Quanto lontani siamo dalla "pacifica filosofia sicura" del Settecento, allorché sembrava che ogni
segreto della natura fosse stato svelato o stesse per esserlo. Mentre ritorna l’antico ammonimento
socratico che nel V secolo a. C. proclamava nelle piazze di Atene: «Unum scio, nihil scire». Ma
anche nell’Eneide (IX, 742) leggiamo: «Hic etiam inventum Priamo narrabis Achillem».

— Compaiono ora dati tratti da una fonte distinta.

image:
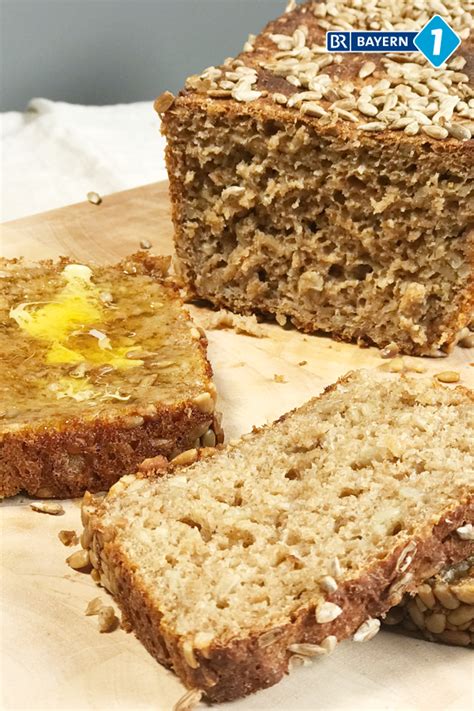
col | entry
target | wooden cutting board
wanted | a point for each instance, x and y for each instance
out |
(53, 657)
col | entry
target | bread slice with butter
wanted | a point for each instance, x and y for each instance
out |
(102, 367)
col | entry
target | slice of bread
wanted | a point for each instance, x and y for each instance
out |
(101, 368)
(443, 608)
(300, 534)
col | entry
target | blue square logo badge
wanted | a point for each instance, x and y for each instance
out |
(437, 41)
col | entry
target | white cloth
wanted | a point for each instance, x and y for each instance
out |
(55, 153)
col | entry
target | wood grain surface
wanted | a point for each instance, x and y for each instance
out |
(52, 655)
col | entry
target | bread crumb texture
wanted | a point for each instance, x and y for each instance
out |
(328, 190)
(240, 543)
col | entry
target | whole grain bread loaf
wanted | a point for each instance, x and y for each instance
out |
(101, 368)
(268, 552)
(331, 190)
(442, 609)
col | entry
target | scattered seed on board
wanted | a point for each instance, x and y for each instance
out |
(448, 376)
(372, 126)
(189, 701)
(389, 351)
(94, 606)
(48, 507)
(466, 532)
(367, 630)
(94, 198)
(329, 643)
(68, 538)
(336, 569)
(78, 560)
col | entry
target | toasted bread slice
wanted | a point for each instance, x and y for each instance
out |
(101, 368)
(442, 610)
(296, 537)
(327, 190)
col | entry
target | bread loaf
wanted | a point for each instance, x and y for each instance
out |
(331, 191)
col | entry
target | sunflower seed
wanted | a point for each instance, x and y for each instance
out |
(412, 128)
(189, 701)
(367, 69)
(48, 507)
(466, 532)
(462, 133)
(367, 108)
(164, 102)
(346, 115)
(94, 606)
(372, 126)
(312, 109)
(307, 650)
(329, 643)
(367, 630)
(328, 584)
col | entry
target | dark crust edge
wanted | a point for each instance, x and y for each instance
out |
(38, 461)
(241, 666)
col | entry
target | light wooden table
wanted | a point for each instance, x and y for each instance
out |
(52, 656)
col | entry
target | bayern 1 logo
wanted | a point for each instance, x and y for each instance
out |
(436, 41)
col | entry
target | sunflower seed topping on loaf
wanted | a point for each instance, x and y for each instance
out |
(218, 564)
(329, 191)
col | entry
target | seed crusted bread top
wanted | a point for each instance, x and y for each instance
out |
(297, 534)
(442, 609)
(389, 96)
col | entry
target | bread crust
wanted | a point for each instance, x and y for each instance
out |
(244, 665)
(65, 458)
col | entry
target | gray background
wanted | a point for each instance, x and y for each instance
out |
(113, 51)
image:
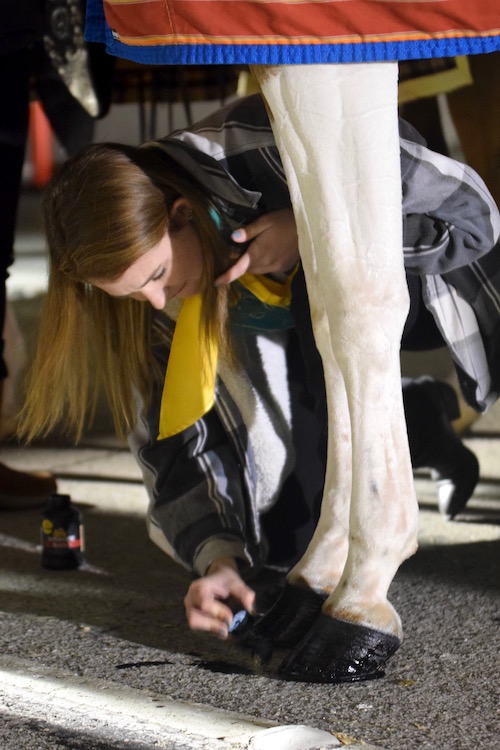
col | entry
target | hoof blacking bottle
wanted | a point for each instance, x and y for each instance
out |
(62, 534)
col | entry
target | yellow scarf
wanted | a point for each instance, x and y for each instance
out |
(189, 387)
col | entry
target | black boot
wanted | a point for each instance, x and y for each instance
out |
(430, 407)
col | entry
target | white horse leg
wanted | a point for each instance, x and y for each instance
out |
(336, 128)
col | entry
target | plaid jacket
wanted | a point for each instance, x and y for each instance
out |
(207, 486)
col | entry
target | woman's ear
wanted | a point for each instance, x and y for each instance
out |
(182, 212)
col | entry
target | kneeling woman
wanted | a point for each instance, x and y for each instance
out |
(217, 383)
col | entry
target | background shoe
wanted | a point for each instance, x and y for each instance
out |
(430, 408)
(20, 490)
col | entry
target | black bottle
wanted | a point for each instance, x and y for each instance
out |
(62, 534)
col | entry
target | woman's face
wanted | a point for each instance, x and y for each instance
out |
(172, 268)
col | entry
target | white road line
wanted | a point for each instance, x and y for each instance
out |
(103, 708)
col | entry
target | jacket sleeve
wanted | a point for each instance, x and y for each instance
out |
(199, 507)
(449, 217)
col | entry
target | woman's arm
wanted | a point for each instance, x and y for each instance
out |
(274, 246)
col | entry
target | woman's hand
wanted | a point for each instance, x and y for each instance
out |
(204, 601)
(274, 246)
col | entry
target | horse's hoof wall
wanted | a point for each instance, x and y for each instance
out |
(290, 617)
(339, 651)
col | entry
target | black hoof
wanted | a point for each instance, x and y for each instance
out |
(338, 651)
(290, 617)
(283, 625)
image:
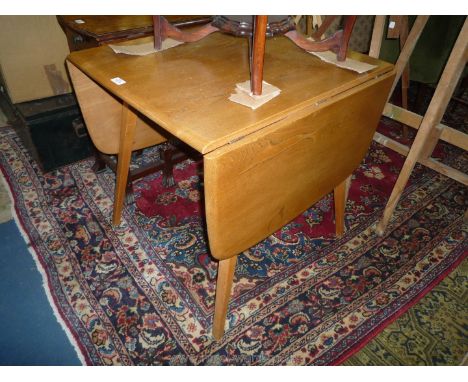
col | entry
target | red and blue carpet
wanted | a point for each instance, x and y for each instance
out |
(143, 293)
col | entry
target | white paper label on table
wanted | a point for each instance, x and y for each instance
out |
(118, 81)
(144, 49)
(349, 63)
(244, 96)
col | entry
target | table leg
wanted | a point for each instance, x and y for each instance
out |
(226, 270)
(258, 54)
(127, 132)
(340, 194)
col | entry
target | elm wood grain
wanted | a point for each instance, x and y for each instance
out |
(106, 117)
(202, 115)
(295, 162)
(428, 134)
(102, 113)
(312, 136)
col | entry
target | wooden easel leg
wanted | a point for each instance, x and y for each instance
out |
(377, 33)
(348, 29)
(427, 135)
(340, 194)
(258, 54)
(405, 75)
(127, 132)
(226, 270)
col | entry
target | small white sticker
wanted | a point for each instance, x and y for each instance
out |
(118, 81)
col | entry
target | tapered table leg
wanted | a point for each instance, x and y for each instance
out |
(258, 54)
(127, 133)
(340, 194)
(226, 270)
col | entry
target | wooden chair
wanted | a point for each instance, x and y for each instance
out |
(258, 30)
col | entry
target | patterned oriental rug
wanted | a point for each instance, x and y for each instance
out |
(143, 293)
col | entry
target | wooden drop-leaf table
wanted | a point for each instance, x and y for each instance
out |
(262, 167)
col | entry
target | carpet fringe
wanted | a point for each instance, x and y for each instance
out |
(40, 269)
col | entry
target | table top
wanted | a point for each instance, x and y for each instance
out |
(186, 89)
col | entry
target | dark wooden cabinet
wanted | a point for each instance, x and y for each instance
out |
(89, 31)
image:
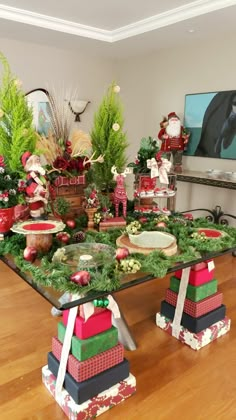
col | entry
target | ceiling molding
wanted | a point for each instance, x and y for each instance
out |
(55, 24)
(161, 20)
(170, 17)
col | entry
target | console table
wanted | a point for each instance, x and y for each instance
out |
(194, 177)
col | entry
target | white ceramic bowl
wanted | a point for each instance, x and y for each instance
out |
(152, 239)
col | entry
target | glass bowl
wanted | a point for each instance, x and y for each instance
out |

Insomma, la scienza si pone come una grande costruzione umana che non risolve i problemi
dell’uomo ma semplicemente li esprime.
Hugo Dingler afferma: «La crisi della scienza moderna non può essere risolta se la scienza moderna
non acquista uno spirito filosofico» (in: Der Zusammenbruch der Wissenschaft und der Primat der
Philosophie, München 1926) e il biologo Ludwig van Bertalanffy proclama la necessità di porre a
fondamento della biologia sperimentale una biologia teoretica, che è poi disciplina filosofica. E per
promuovere questo studio fu fondata a Leyda nel 1935 una apposita rivista: gli Acta biotheoretica.

Non c’è dunque dubbio alcuno, la scienza non ha risolto i problemi della conoscenza, semmai li ha
complicati e, a parte i progressi nella vita pratica e i disagi che vi si mescolano, ha lasciato l’uomo
nel dubbio, nell’incertezza, quando non nella disperazione. In questo senso si parla di crisi di una
civiltà, e a farlo non sono certo delle Cassandre, ma già Spengler, nel Tramonto dell’Occidente,
parla di una decadenza della civiltà legata all’incertezza della scienza e all’indeterminazione di ciò
che questa ci racconta.
Non siamo lontani da quanto diceva un medico veronese del Cinquecento, Gerolamo Fracastoro,
scopritore delle cause della sifilide (il Treponema pallidum) nell’epistola a Flaminium et Galeatum
Florimontium: «Che dirò mai ch’io faccia, qual vita dirò ch’io conduca se, misero, inquieto, indago
sempre ed invano il mondo che mi sfugge, se, appena per poco si mostra, a me, sì come Proteo, già
presto mutato d’aspetto, in mille modi m’inganna?» (trad. G. Lentini - G. Carabba).